Writer: Donny Cates / Artist: Ryan Ottley / Marvel
It’s an understatement to say that any follow-up to Al Ewing’s immaculate Immortal Hulk series has a tall task. Still, the job needs to be done and if anyone can bring wild ideas to a comic book, it’s usually in good hands with Donny Cates. Cates and Ryan Ottley lead this new run on Hulk, offering up some pretty interesting ideas and nonstop action. Hulk #1 is promising. This new start to the Hulk sets up an intriguing look at the dynamic between Banner and Hulk’s relationship and his place in the Marvel universe. Let me tell you, it’s a hell of a concept.

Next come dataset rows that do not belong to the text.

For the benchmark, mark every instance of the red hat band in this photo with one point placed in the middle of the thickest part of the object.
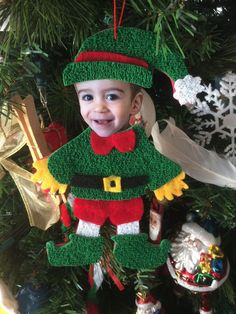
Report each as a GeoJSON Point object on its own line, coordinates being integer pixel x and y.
{"type": "Point", "coordinates": [109, 56]}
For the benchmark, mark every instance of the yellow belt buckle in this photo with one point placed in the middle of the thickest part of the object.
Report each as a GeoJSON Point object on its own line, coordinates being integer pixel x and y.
{"type": "Point", "coordinates": [112, 184]}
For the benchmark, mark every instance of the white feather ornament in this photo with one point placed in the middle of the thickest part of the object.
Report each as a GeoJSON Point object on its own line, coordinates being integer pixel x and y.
{"type": "Point", "coordinates": [199, 163]}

We’ve seen many versions of the Hulk – as a hero, with Banner’s intelligence, as an agent of vengeance, and so on and so forth. But what about Banner? He’s usually the tortured soul trapped in his own body. His condition as the Hulk often overshadows that he’s one of the top minds in Marvel. Now, we’re seeing Banner that’s just as angry as the Hulk and in full control. He’s using that intelligence to trap the Hulk in his mind and use the Hulk’s body as he sees fit.
It’s a story that asks the question – What if Bruce Banner was the villain? This book is all rage and fury and Banner like we haven’t really seen before. I like it. Sure, Banner has been determined before and used the Hulk as a weapon but now, he’s angry in a way that he’s lashing out. A sharp contrast to the meek version of the character who just wants his nightmare to end. Cates and Ottley have made Banner downright ruthless, and it’s scary.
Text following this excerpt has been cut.